How are we shoring up our base?

We cannot brush off every group that has a varying viewpoint as ultra-leftist. We have to be a part of these conversations—such as at the Left Forum or the various “Summer School” conferences that are organized. And I hope our new, incoming leadership will play visible roles in such events. If young people at these events are looking for an organization where they can develop their socialist perspective, why should we hide? And even more important, why should we not engage in the ideological battle in this way? Just like we should not isolate ourselves from the broader labor-led movements, we should be a part of the broad discussions shaping the vision for a Socialist USA.

Now there are at least a couple of you that disagree with me on this last point, arguing that we shouldn’t waste our time with the “Left”, but rather focus all our energy on the “broader” movements and organizations. And they aren’t completely wrong, as getting caught up in left politics will only marginalize us to irrelevance.

But this should not be an excuse not to reach out to those who may already agree with us. It is okay, and by all means desirable, to have our eyes focused in front of us in building unity with the forces of the Center. But we should allow those same eyes to see out their peripheral vision—to build and maintain relationships with those closest to us.

I also agree with those on the National Council who argue that the old formulations of what is “Left” and what is “Center” make be inaccurate and not useful. After all, what is Left today may well be Center tomorrow. We should focus more on the specific work youth are doing and identify who to build with on that basis. These often “unaffiliated” youth are left out of our abstract discussions, and yet are a part of the progressive youth movement we need to be mobilizing.

In a nutshell, these two approaches are not contradictory.

We have to be a part of shaping the new vision and strategy of the movement, both in the trenches and in the conference halls.

Again, a strong movement requires a strong, visible and active Communist Party, and an independent Young Communist League.


So to re-visit the questions above:

1. What are the most unifying battles happening in our communities? What struggles are currently mobilizing the most youth? What existing organizations should we relate to? …and where there are none, what types of organizations should we be helping to build?

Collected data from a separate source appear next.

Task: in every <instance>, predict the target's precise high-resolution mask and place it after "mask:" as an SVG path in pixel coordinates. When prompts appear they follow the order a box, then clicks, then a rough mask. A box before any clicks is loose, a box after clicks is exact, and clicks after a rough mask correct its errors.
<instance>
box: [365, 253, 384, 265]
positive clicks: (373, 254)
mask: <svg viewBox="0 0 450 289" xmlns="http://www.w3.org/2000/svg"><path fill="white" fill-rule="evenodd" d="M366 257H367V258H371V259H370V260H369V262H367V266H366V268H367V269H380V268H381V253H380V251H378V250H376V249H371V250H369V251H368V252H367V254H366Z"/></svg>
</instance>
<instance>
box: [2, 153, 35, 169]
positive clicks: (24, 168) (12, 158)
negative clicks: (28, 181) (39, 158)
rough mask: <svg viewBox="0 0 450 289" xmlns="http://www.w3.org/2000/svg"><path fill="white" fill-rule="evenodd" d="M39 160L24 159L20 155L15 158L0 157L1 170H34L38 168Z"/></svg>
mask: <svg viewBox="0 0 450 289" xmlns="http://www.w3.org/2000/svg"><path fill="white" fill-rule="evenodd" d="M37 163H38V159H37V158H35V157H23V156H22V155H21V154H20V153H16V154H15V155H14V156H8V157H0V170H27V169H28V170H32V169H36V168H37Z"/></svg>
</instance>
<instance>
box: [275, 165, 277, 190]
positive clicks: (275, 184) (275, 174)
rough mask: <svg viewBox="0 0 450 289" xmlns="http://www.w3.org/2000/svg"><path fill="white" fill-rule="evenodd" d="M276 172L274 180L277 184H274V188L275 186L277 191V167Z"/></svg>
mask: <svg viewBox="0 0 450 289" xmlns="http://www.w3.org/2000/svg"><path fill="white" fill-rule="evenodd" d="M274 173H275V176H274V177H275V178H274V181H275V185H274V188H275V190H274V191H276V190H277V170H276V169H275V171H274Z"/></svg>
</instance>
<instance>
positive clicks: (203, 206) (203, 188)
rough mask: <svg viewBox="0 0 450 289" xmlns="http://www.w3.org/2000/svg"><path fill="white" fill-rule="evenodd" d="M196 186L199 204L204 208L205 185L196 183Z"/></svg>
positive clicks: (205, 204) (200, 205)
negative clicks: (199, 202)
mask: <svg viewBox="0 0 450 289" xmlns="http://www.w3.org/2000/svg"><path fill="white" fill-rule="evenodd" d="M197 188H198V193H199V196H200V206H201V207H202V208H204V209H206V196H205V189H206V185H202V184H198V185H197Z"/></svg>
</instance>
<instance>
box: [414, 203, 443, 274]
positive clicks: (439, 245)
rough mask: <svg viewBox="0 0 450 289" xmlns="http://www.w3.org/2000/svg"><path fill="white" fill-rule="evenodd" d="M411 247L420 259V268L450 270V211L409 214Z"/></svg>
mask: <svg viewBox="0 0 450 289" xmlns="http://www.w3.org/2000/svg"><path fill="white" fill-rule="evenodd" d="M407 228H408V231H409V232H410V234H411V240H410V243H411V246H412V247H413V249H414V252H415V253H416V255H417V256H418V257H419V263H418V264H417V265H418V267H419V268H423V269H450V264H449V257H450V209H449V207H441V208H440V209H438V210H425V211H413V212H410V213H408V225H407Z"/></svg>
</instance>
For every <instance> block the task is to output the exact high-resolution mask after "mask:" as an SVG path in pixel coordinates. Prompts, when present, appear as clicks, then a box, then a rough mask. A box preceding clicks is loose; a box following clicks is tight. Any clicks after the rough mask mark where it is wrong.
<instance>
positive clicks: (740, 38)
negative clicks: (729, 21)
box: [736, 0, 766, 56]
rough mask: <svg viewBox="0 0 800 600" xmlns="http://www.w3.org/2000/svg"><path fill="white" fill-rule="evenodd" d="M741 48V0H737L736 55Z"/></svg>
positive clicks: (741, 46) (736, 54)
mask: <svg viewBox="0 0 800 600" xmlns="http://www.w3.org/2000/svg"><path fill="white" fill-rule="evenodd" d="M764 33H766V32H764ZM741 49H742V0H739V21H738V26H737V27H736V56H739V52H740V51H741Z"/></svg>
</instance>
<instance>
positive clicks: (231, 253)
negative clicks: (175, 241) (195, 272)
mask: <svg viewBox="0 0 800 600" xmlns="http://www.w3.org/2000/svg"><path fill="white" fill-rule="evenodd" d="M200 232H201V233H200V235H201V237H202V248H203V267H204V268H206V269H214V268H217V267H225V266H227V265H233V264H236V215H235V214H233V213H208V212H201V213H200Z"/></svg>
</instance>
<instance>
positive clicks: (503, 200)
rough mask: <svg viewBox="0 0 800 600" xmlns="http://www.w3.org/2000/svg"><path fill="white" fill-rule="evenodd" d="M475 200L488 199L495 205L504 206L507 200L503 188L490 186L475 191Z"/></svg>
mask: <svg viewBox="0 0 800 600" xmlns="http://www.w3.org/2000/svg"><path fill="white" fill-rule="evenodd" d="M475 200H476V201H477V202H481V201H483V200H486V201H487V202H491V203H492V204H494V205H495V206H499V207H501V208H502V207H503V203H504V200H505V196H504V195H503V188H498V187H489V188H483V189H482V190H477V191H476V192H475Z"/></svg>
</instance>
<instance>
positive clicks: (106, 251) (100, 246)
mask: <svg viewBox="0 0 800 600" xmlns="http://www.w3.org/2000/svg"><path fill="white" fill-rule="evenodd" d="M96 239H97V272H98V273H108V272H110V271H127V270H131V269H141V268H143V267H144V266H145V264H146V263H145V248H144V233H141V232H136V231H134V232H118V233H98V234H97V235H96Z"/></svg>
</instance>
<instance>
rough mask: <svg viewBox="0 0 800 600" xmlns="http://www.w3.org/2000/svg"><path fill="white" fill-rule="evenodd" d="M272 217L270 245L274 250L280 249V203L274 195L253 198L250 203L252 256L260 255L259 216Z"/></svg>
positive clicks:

2. How can we be a voice of reason to the right-wing populism happening today? How can we ensure that working class people are not tricked to act against our own interests by the simple solutions of groups like the Tea Party?

3. What is the “Communist-Plus” given the current progressive movement(s)? What is our value-added as YCLers? Why should we exist right now, …or if you don’t think we should, why shouldn’t we? Let’s be honest and put it all out on the table.

4. And finally, what is the role of the club in this? What should a YCL or even Party club meeting look like in this period? And how do we make clubs more accessible to this budding socialist minority?

I submit these questions to you for discussion.

And welcome, everyone, to our spring meeting of the National Council.